The focus of Rice’s speech was civil rights. She spoke about her childhood in Alabama and her family history, among other things.
Regardless of the topic of her discussion, protesters objected to her personally. “Her presence on our campus is not welcome, and that’s what we’re here to say,” said Kilgo.
The University Senate, the Minnesota Student Association, and the administration of the University of Minnesota all were in agreement that providing students and the public with the opportunity to hear Dr. Condoleezza Rice speak would be valuable.
SDS presented a resolution to the University Senate on April 3 urging the body to denounce Rice’s invitation to speak on campus without success. The Senate rejected SDS’ resolution.
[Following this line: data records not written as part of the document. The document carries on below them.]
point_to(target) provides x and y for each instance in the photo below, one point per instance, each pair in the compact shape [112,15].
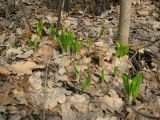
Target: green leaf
[102,74]
[77,72]
[126,83]
[101,32]
[35,43]
[115,70]
[86,81]
[89,42]
[136,81]
[53,31]
[121,49]
[40,28]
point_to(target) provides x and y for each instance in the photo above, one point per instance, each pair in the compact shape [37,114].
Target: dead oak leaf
[21,68]
[111,103]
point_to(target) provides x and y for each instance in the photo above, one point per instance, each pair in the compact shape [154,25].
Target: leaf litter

The Minnesota Student Association passed a resolution asking the Senate not to pass the SDS written resolution. MSA’s resolution quoted the University of Minnesota mission statement which states that the University, “strives to sustain an open exchange of ideas in an environment that embodies the values of academic freedom, responsibility, integrity, and cooperation; that provides an atmosphere of mutual respect, free from racism, sexism, and other forms of prejudice and intolerance.”
“We’re disappointed that MSA encouraged the vote that way,” said Kilgo, “It’s not surprising that they did, given Kaler’s public position.”
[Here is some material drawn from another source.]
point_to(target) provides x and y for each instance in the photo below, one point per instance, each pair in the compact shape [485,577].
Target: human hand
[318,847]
University President Eric Kaler had issued a statement to the University Senate the same day that SDS’s resolution had been offered. Kaler condemned the resolution as attempting to inhibit the University’s ability to serve as Minnesota’s “headquarters for civil discourse and the boundless exchange of differing ideas.”
“If you want progress in humanity, if you want us to survive as a species, you have to denounce the behaviors that are completely unacceptable and are destructive,” said out-of-state student Rob Lewis, in regards to the SDS resolution. Lewis was not surprised at the Senate’s rejection of the SDS resolution, “It’s something symbolic that gives people with power an opportunity to show where they stand, and I guess they did.”
At the end of his address to the University Senate, President Kaler put his side of the debate’s point very succinctly, saying, “We can’t have true academic freedom at the University of Minnesota by denying a stage to those we disagree with or disapprove of.”